Beyond organisational structure: the missing puzzle piece in paving the way for digital maturity
My clients often ask, “What’s the ideal organisational structure to achieve good digital operation?”
And while much has changed in this field, expectations remain high on organisational structure as a means to achieve digital maturity. In 2019, I wrote this article about the role of structure in digital change. More recently, my fellow Charity Change Collective colleague, Carmen Barlow, has also done some good research on organisational structure.
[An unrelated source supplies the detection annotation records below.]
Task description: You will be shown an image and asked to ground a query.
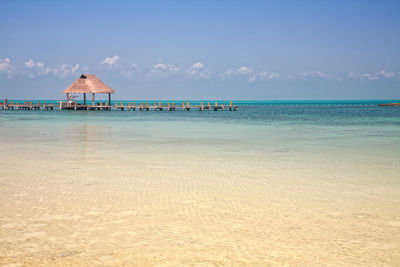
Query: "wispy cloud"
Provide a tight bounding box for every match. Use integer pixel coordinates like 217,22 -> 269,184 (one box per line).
187,62 -> 210,80
288,70 -> 341,80
102,55 -> 119,66
153,63 -> 180,74
362,70 -> 396,81
44,64 -> 80,78
0,57 -> 11,72
219,66 -> 281,82
0,58 -> 400,83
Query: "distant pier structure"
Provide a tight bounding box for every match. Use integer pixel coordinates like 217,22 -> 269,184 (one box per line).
60,74 -> 115,109
0,74 -> 239,111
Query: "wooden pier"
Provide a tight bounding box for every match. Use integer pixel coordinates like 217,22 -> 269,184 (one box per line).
0,100 -> 239,111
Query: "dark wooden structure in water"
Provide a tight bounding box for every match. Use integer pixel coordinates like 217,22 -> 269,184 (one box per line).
64,74 -> 115,105
0,74 -> 239,111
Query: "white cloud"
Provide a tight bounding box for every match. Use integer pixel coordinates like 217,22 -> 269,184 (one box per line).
0,57 -> 11,72
220,66 -> 281,82
362,70 -> 396,81
257,71 -> 281,81
220,66 -> 253,81
153,63 -> 180,73
289,70 -> 341,80
43,64 -> 79,78
24,59 -> 44,69
187,62 -> 210,79
103,55 -> 119,66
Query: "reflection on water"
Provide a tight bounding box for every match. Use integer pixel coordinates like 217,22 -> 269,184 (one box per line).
0,103 -> 400,266
60,124 -> 112,163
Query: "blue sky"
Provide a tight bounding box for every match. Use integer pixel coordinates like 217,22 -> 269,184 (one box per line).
0,0 -> 400,100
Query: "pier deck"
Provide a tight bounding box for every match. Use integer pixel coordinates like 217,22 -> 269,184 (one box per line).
0,101 -> 239,111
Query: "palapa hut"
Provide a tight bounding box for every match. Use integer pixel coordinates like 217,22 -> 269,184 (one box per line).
64,74 -> 115,105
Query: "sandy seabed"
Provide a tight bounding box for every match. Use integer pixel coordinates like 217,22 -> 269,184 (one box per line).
0,123 -> 400,267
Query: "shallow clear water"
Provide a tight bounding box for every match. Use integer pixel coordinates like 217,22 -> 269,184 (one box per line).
0,101 -> 400,265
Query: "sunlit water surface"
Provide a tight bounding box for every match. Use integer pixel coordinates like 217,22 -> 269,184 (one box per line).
0,101 -> 400,266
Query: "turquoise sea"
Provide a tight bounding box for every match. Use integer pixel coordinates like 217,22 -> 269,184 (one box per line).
0,100 -> 400,266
Structure as a starting point for digital maturity
There are, as my article and Carmen’s post explain, a few solid structure models that help an organisation become digitally mature and ready for the 21st Century market. These structures work because they’re cross-disciplinary and shake organisations free from siloed thinking. Switching to them at the start of or as part of a digital change programme sends a strong message about new priorities, direction or approach. Here are a couple of examples.
Hybrid model
The hybrid (hub and spokes) model consists of a central hub of digital excellence where strategy, principles, ways of working and project management sit. Fanning out from the hub are spokes where implementation happens, supported by the strong digital team at their centre. Digital experts are spread throughout the organisation, easing resource bottlenecks.
Product management model
Over the past few years, lots of organisations in both the commercial and non-profit sectors have moved over to a product ownership and product management approach. This is where there’s a cross functional team or person managing a specific element as a product, perhaps the website or the tech platform. Stakeholders contribute from the beginning to build something that’s truly useful and relevant to their needs.
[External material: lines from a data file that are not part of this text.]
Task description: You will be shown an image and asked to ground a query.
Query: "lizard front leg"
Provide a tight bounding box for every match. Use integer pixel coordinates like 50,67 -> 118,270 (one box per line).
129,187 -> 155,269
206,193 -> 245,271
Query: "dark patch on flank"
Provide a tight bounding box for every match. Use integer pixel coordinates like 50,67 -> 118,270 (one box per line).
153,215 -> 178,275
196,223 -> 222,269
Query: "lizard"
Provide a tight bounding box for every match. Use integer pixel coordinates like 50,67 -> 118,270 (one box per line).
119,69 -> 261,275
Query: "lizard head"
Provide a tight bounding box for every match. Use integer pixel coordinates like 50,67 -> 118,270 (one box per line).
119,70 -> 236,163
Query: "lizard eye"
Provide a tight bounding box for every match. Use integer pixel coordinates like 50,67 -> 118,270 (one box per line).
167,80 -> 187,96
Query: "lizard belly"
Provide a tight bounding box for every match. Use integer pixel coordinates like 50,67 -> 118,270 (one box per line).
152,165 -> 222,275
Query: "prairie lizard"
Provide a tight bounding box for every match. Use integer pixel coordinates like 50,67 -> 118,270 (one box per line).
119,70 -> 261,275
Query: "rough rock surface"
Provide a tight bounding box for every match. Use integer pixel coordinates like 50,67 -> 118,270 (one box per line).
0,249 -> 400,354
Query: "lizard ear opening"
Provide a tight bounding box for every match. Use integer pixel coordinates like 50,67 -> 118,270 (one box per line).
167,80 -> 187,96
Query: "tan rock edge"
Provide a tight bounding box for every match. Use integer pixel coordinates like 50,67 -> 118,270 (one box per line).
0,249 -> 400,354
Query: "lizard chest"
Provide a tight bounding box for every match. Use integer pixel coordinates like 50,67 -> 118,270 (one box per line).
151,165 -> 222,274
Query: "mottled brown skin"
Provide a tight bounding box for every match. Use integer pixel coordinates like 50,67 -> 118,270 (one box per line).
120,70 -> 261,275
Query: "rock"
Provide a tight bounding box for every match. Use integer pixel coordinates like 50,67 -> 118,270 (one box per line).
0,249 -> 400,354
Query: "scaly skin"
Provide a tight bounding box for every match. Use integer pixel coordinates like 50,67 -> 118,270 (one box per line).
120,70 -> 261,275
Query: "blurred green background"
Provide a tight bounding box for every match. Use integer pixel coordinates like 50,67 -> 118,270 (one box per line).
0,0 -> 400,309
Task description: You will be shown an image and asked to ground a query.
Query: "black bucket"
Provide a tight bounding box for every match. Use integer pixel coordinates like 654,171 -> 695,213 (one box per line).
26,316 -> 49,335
This approach also works for marketing products. A product owner (note: not a project manager but a strategic lead) oversees a team that delivers that product. A Christmas campaign, for example, might have a product owner from Individual Giving, with people from different parts of the organisation: data, digital marketing, etc, coming together to deliver the product based on their direction.
Beyond structure
But the conclusion that both Carmen and I have reached is that there’s so much more to good digital operation than organisational structure. Structure is a great starting point, but it’s not the whole picture. It won’t solve all your problems. You could have the perfect structure, but if your ways of working aren’t fit for purpose, you’ll meet resistance.
What do I mean by ways of working? I’m referring to the role of people, their interactions and the division of responsibilities in making change.
Let’s take an average non-profit organisation. In the 21st century, more and more work will go through digital channels. But though the volume of work is increasing, the digital team stays the same size. As the need for digital support grows, the lack of digitally skilled people will cause bottlenecks that prevent rollout of essential changes. With the skillset trapped in one team, progress will slow or even stall.
So the organisation adopts the hybrid model. This structure increases capacity, yes. But it’s still not possible to get everything on their wish list done. They need to prioritise: choose what they will do but also what they will NOT do. The issue here is strategic (i.e. about how an organisation plans and prioritises), not structural.
If we look at the issue from the perspective of audience-centricity - which is the approach most nonprofits say they want to take, the work isn’t organised by team but by audience journey. There are so many functions involved in journey design and implementation that team structure on its own cannot fix everything.
This diagram shows the functions needed to design a journey. Depending on the size of the organisation, some of these functions will be covered by comms, brand or planning teams, some by data or analytics teams, some by technology or IT teams. But they all need to come together to design, implement and optimise an audience journey.
Again, structure alone will help, but it won’t solve your problems. It’s more about the process and bringing everyone together. It’s about creating a culture where teams work together to design, test and implement a project in time limited chunks under the direction of a product owner. It’s about moving away from countless levels of sign-off that take days to secure and can slow down a project.
Start with structure, but don’t forget ways of working
If you’re undergoing structural change, cherry pick what works for your organisation from these models. But do it in the knowledge that structure, while being a strong first step, isn’t going to solve your problems. You also need to look at ways of working: prioritisation, sign offs, meeting structure and hierarchies.